He’s going to get better the more he plays with his teammates.
I didn’t expect this when camp opened. I expected lots of rust. I expected kinks in need of being worked out. Turns out my expectations were dumb and dumber.
Have you seen Rose rocket to the rim lately?
It’s why the excitement for the opener is off-the-charts ridiculous. He has the chance to be as good as he was in his MVP season of 2010-11. Just to be clear: a chance.
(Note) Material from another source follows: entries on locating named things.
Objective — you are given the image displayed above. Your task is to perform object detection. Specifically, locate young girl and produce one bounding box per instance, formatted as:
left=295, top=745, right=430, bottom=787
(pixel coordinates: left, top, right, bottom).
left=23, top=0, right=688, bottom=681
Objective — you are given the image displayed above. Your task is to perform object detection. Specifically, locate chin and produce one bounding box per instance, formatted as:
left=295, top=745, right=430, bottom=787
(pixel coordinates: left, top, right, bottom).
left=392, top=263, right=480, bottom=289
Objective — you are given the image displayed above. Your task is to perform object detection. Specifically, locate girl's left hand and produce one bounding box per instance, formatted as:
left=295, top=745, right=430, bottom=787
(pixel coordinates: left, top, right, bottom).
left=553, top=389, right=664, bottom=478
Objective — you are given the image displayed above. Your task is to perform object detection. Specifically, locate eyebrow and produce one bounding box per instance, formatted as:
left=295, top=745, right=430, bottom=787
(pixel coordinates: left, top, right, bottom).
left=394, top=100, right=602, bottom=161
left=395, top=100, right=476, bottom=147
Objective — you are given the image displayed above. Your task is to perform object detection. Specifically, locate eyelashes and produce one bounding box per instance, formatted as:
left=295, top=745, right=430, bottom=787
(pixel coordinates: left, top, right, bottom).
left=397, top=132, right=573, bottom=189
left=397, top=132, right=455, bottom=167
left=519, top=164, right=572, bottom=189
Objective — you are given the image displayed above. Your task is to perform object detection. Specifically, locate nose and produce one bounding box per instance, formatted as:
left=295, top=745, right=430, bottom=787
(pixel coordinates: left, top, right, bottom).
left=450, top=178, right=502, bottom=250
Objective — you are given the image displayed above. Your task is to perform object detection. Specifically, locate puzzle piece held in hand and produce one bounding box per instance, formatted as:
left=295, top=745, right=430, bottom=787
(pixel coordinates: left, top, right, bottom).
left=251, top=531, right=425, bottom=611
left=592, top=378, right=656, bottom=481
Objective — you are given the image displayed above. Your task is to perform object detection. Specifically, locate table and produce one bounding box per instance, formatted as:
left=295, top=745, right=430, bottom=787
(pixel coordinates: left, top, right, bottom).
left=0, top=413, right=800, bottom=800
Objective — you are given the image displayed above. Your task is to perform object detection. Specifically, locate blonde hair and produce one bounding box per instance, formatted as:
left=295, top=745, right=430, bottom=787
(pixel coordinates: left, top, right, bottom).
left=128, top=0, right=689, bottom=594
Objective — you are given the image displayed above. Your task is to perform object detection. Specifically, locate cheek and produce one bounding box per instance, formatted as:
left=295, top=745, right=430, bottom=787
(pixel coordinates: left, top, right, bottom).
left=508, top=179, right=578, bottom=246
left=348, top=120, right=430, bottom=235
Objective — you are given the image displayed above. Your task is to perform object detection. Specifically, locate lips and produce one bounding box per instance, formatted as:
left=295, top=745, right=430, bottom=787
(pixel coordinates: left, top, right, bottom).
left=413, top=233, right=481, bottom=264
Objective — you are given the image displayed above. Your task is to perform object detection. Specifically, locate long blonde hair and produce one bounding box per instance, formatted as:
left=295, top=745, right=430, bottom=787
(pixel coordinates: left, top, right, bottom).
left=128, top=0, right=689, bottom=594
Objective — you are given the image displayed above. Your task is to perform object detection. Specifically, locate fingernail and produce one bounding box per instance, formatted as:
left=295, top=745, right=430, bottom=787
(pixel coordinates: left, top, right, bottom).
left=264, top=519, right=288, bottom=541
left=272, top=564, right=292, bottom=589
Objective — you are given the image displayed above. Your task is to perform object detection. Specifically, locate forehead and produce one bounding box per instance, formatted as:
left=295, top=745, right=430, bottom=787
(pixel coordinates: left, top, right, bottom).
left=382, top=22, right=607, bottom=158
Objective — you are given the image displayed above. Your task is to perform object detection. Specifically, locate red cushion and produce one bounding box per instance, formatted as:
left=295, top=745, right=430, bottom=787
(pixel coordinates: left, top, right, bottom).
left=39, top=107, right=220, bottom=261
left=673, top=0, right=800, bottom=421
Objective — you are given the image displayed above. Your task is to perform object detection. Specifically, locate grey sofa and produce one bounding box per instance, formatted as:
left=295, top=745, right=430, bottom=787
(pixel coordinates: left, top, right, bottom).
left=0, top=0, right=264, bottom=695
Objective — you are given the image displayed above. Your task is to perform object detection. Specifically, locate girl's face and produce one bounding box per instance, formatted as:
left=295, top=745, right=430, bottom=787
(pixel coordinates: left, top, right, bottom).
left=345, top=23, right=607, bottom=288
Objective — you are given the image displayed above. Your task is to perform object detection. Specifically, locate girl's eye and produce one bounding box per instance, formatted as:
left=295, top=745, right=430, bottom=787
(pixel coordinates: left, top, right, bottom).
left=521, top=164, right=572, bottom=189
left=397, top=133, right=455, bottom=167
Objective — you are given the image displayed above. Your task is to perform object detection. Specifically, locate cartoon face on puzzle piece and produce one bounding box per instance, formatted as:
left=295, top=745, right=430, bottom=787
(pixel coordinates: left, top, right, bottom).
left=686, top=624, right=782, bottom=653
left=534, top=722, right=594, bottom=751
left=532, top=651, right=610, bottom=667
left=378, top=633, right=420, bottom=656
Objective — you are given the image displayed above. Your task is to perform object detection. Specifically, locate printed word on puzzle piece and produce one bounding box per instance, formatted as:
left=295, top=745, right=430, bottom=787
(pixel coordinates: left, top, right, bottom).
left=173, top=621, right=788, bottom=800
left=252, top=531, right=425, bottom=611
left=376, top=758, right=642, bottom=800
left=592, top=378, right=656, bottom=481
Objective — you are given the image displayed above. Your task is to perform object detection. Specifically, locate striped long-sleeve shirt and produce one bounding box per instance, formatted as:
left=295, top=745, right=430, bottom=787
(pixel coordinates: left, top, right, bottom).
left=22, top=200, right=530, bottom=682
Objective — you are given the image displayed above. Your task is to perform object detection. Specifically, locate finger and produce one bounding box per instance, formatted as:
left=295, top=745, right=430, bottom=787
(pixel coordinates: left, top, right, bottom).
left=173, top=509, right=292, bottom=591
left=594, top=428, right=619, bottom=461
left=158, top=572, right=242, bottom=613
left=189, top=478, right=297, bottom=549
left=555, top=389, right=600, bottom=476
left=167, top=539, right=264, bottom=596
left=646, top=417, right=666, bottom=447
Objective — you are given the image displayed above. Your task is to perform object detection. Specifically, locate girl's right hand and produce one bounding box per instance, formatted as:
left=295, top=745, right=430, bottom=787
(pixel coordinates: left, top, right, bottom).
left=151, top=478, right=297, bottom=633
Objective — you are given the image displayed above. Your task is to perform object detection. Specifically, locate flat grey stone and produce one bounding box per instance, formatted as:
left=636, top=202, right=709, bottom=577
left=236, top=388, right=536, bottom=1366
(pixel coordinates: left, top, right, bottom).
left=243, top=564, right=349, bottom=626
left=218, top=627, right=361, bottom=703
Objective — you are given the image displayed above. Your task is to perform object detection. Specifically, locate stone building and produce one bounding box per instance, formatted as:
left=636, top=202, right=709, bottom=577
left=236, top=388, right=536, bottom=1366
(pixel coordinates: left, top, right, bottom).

Here are three caveats for the Bulls, none having to do with Rose’s leg falling off:
Joakim Noah has to stay healthy. It sounds simple, yet it has been anything but. He has had only one injury-free season in the last four — the 2011-12 lockout-shortened edition. When Rose and Noah are on the court together, the Bulls usually win. Noah will play against the Heat if his groin injury cooperates.
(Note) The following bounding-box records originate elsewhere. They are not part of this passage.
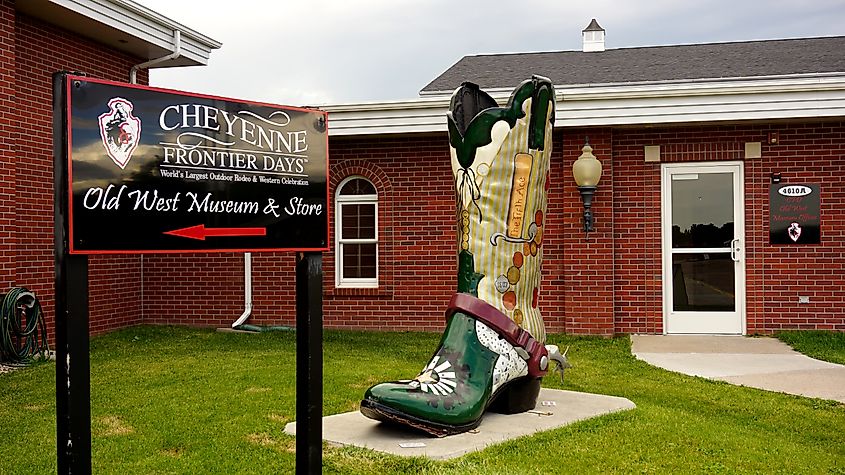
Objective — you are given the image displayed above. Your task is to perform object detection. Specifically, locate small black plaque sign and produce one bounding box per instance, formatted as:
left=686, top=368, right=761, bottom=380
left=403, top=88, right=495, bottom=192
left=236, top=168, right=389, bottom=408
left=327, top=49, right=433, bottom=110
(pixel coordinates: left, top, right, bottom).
left=67, top=76, right=329, bottom=254
left=769, top=183, right=821, bottom=244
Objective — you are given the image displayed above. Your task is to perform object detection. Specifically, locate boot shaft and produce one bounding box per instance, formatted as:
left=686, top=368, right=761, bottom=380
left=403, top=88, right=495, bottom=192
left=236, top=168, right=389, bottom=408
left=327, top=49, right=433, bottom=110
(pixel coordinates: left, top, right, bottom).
left=449, top=77, right=554, bottom=342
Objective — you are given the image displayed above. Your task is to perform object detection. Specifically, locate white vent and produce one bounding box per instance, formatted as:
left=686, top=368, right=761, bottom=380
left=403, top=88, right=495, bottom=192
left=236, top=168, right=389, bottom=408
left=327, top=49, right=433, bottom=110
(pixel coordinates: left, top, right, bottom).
left=581, top=18, right=604, bottom=53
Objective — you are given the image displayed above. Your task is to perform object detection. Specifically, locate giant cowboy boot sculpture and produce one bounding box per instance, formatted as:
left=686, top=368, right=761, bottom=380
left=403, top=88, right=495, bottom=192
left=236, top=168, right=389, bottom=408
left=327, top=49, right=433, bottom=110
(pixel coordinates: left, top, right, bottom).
left=361, top=76, right=568, bottom=436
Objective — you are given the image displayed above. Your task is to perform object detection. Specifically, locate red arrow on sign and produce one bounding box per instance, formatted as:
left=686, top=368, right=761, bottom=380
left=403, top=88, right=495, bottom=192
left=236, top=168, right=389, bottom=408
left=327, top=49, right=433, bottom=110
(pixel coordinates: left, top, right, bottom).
left=164, top=224, right=267, bottom=241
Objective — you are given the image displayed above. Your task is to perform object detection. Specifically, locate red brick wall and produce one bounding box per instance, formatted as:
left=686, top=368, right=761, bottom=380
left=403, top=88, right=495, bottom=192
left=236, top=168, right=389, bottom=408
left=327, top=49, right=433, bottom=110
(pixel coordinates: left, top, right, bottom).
left=8, top=0, right=845, bottom=335
left=144, top=123, right=845, bottom=335
left=0, top=0, right=17, bottom=291
left=12, top=12, right=147, bottom=337
left=602, top=122, right=845, bottom=334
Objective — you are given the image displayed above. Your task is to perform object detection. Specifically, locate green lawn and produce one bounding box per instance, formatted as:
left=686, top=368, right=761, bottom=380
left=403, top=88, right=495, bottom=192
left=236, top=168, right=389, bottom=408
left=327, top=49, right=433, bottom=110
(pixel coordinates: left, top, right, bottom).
left=0, top=327, right=845, bottom=475
left=777, top=330, right=845, bottom=364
Somebody has to score besides Rose, Carlos Boozer and Luol Deng. Same as it ever was. Let’s say Rose matches his MVP season by averaging 25 points, and Boozer and Deng each averages 16 points. Where are the Bulls? Stuck in 2010-11, unless other players step up offensively. I’m talking to you, Jimmy Butler, Taj Gibson and Noah.
Coach Tom Thibodeau has to ease up on his troops. Loading players with heavy minutes in the regular season is counterproductive. This isn’t the ranting of a columnist. It’s a self-evident truth. The Bulls have been worn down every postseason under Thibodeau.
But enough of that for now. Fresh slate, and all that. Butler has gotten better every season, and there’s no reason to think that’s going to stop in his third year in the league. Mike Dunleavy Jr. is going to be Kyle Korver but perhaps without Korver’s ability to run around screens as quickly.
The point guard figures to be pretty good.
The team had Rose’s back last season. Now it’s his turn to give back.